One of the main challenges would be the identification of small-size lesions less than 1 cm by radiomic features. Despite the progress in improving the diagnostic accuracy of radiomics for subcentimeter lesions, future studies are still indicated to achieve more accurate models and methods [144]. Another significant issue is the undetermined zone, where benign and malignant tissues share the same radiomic features, accounting for 15% of lesions. The most common lesions of the undetermined zone are Fibroadenoma, phyllodes tumor, etc. An undetermined radiomics zone is a dilemma in the interpretation of radiomic studies. Despite studies showing the potential of computer-aided feature extraction to replicate the human BI-RADS score definition [145], currently, the radiomic features cannot discriminate the undetermined radiomic lesion. Therefore, expert radiologists’ interpretation of the data is still required to discriminate these lesions by defining the BI-RADS score [146].

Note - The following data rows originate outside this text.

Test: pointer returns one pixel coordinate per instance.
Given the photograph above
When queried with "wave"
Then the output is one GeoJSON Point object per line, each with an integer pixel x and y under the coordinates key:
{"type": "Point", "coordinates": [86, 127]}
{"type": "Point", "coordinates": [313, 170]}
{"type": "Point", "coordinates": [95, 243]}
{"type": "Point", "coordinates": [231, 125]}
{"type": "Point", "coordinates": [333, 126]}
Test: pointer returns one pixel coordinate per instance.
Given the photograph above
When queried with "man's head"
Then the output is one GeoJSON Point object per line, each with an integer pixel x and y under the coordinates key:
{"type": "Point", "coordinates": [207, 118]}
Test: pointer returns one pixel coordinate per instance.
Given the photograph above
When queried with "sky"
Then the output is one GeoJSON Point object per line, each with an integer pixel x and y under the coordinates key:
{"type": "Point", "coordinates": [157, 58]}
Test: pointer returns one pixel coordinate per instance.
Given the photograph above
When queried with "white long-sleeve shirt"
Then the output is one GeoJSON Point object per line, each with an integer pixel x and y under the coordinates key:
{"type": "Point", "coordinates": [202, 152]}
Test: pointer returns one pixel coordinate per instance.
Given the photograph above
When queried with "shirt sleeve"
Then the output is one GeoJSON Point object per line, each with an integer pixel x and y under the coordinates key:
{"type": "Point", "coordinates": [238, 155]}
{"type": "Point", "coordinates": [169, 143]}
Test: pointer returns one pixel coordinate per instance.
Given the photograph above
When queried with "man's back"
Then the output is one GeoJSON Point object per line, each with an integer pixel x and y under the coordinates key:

DBT acquisition angle is another factor that can impact the quality of breast parenchymal feature findings in DBT. The effects of acquisition angles of 15° and 40° on radiomic-based BC diagnosis were analyzed in a study. GLCM features significantly differed between 15° and 40° images, while there was no difference in histogram-based features. The texture analysis revealed that the DBT acquisition angle affects the results of radiomics studies, especially GLCM [147].

Besides screening and diagnosis, recent studies have also focused on extracting radiomic features for predicting other aspects of BC, including classification of its molecular subtypes [148], axillary lymph node metastasis [149], treatment response [150], prediction of prognosis [151], prediction of survival [152], and prediction of its risk of recurrence [153]. The growing role of radiomics and AI in this area may assist patient management and contribute to the personalized treatment of patients in the future [154]. The promising results of current studies indicate the potential of radiomics to become part of the routine decision-making for clinical practice regarding BC [155].

5 Conclusion and discussion

In recent years, radiomics, combined with the expanding role of ML and AI, has shown great potential in BC research, specifically in improving BC screening and diagnostic accuracy. This review article presents the current progress of radiomic-based studies for BC screening and diagnosis using MRI, US, DBT, mammography, and CESM modalities. MRI is getting more attention in BC screening, especially after recent studies showing its potential to reduce unnecessary biopsies [39]. However, MRI-based radiomics cannot replace a biopsy’s role in diagnosing BC, at least in the near future [156]. Moreover, based on evidence, combining radiomic features of different modalities can improve the accuracy of diagnosis and reduce false-positive results. The big question is whether radiomic-based AI models can replicate the role of radiologists in diagnosing BC. Despite promising results of radiomic-based models’ performance, in most cases, these models did not perform better than expert radiologists [44]. However, radiomic-based ML models did improve the performance of less-experienced radiologists. Therefore, the development of radiomic-based models could improve the decision-making capability of radiologists in BC diagnosis. Moreover, the growing role of AI, ML models could improve the accuracy of radiomics and enhance its application in the screening and diagnosis of BC in the clinical setting.